View Full Version : [ubuntu] Intel S3210SHLX mainboard, does Intel Storage Matrix work with Ubuntu?
jarthurs
October 23rd, 2008, 03:35 PM
I'm about to build myself a new server to replace the electricity hogging old Proliant box. I've decided that the S3210SHLX looks like it ticks all the boxes, but the six onboard SATA ports are covered by an Intel Storage Matrix controller.
Can this be managed under Ubuntu? Or would it be possible to set this up in the BIOS and have it presented to the OS as a regular device?
I'm hoping to set this up with 4 x 1Tb drives and virtualize all my existing servers onto the one box.
Regards,
Jason.
fjgaude
October 23rd, 2008, 03:53 PM
I think it would be better to create an array with mdadm, instead of using the BIOS raid program, which then would require you to use dmraid to mount the array while in Ubuntu. Just my opinion.
cariboo907
October 23rd, 2008, 04:03 PM
Fakeraid should work quite well for your application. THere is a howto here:
https://help.ubuntu.com/community/FakeRaidHowto
It took me about ten minutes to set it up.
Jim
fjgaude
October 23rd, 2008, 05:01 PM
dmraid doesn't work with but raid0 and raid1... so with four drives we will have to try for raid10... I've not used dmraid for years so I can't say if it works with raid10. It doesn't with raid5 as of last month. It simply can't handle parity generation and recovery.
Krupski
October 23rd, 2008, 09:41 PM
I think it would be better to create an array with mdadm, instead of using the BIOS raid program, which then would require you to use dmraid to mount the array while in Ubuntu. Just my opinion.

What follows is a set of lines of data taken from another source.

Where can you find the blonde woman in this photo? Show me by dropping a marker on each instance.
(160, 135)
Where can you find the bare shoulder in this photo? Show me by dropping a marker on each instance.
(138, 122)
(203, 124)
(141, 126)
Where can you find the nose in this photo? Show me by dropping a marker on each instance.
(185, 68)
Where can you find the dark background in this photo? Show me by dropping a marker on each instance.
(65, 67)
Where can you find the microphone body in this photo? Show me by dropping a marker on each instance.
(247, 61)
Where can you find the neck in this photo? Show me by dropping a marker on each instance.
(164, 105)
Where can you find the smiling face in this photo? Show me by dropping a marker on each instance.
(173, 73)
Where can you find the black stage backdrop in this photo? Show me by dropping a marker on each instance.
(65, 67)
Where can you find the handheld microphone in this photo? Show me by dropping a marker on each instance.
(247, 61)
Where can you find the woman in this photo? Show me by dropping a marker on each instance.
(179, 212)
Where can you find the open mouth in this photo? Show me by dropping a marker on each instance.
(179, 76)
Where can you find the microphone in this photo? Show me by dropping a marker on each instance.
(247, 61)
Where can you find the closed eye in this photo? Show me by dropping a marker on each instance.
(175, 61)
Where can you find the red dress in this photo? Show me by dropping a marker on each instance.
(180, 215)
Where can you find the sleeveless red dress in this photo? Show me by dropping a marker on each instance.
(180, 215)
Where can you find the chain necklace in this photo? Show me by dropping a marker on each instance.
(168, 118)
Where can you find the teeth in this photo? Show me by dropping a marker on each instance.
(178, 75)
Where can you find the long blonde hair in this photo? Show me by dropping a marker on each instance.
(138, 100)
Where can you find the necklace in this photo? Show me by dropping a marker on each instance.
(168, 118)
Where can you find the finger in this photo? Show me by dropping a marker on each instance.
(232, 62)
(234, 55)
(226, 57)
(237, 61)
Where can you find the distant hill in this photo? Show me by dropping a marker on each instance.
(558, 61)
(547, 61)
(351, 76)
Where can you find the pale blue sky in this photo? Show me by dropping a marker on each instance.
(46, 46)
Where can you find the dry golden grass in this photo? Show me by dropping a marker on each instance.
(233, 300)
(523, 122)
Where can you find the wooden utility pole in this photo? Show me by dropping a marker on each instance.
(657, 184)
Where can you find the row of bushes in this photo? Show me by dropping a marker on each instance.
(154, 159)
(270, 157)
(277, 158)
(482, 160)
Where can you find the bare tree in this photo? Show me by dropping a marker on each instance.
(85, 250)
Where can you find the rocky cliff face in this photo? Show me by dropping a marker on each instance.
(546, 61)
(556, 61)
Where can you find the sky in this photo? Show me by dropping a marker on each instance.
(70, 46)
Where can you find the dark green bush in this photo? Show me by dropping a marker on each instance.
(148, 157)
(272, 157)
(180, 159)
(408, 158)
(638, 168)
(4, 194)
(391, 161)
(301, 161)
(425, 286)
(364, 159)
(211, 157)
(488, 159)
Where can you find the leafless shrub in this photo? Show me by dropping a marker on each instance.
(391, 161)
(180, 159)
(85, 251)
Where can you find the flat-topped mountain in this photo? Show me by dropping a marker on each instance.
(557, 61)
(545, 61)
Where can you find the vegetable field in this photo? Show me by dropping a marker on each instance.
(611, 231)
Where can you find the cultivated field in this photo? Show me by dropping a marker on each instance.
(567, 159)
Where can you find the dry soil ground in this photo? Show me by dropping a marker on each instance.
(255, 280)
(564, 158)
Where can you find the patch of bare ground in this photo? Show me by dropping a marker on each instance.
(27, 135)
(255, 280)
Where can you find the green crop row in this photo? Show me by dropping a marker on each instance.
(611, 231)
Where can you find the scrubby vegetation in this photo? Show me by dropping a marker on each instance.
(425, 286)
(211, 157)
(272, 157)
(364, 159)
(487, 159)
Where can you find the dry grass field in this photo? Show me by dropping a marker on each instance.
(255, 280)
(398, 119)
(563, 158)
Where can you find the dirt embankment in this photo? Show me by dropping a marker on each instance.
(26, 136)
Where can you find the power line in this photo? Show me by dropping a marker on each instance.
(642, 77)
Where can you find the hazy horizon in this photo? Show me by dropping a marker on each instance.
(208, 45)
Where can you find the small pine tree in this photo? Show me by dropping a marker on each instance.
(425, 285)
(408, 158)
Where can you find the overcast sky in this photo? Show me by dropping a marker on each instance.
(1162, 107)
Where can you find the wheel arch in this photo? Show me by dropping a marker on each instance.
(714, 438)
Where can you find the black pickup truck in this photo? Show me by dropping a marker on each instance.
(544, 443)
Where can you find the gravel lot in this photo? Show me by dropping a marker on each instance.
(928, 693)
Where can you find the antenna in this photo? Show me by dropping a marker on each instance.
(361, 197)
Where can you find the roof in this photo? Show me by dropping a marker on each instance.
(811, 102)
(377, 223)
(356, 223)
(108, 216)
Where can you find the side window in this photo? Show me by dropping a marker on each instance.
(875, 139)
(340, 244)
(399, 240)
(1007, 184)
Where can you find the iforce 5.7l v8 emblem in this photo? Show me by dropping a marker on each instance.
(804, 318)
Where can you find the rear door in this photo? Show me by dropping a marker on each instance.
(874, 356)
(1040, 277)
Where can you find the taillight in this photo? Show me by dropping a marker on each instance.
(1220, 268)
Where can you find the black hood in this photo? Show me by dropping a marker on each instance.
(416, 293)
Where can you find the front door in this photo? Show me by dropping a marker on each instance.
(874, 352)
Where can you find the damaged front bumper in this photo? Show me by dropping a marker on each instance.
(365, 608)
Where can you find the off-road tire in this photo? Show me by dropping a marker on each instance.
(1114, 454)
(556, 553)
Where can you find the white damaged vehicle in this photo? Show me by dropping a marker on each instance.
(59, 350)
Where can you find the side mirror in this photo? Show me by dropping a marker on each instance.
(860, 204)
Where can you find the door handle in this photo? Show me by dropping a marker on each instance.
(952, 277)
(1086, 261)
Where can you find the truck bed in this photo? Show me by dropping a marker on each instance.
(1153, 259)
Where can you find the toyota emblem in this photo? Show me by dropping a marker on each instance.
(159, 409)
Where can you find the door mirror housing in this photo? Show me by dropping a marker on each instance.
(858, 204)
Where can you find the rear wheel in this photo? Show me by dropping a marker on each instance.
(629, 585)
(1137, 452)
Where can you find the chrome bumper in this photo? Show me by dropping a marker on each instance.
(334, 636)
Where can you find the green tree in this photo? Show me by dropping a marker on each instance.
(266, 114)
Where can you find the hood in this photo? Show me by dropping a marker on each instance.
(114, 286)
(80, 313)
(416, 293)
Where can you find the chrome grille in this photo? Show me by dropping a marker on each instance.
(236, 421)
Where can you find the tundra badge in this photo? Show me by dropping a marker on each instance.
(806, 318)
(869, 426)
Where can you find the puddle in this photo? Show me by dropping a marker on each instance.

Big +1 on that. My file server boxes are Intel motherboard based and they have RAID built in - but I use MDADM instead.
It works flawlessly for me.
My 2 cents...
-- Roger
Krupski
October 23rd, 2008, 09:44 PM
dmraid doesn't work with but raid0 and raid1... so with four drives we will have to try for raid10... I've not used dmraid for years so I can't say if it works with raid10. It doesn't with raid5 as of last month. It simply can't handle parity generation and recovery.
By the way, with RAID 1 (mirroring), normally if the "preferred minor" drive fails, the system will not boot. The solution is to use GRUB fallback to boot from the other RAID member if the preferred drive fails.
jarthurs
October 25th, 2008, 02:28 PM
Big +1 on that. My file server boxes are Intel motherboard based and they have RAID built in - but I use MDADM instead.
It works flawlessly for me.
My 2 cents...
-- Roger
I'm interested to see that people are so trusting of software based RAID. What are the overheads involved, specifically I'm looking a RAID5 redundancy. I asked a similar question a couple of years back and it came back pretty resoundingly in favour of hardware solutions.
Regards,
Jason.
fjgaude
October 25th, 2008, 04:07 PM
Well, with modern multi-core, fast CPUs and memore, the overhead is not great... I don't notice the load with my system... others may have other views. Just remember, cards that have their own CPUs still use the mainboard system bus, PCI-X or PCI-Express to provide a path. It's one more failure path to add a complex raid card to the system.
Now I'm first admit that hardware is usually easily to use than mdadm software raid... there's lots to learn to cover all situations.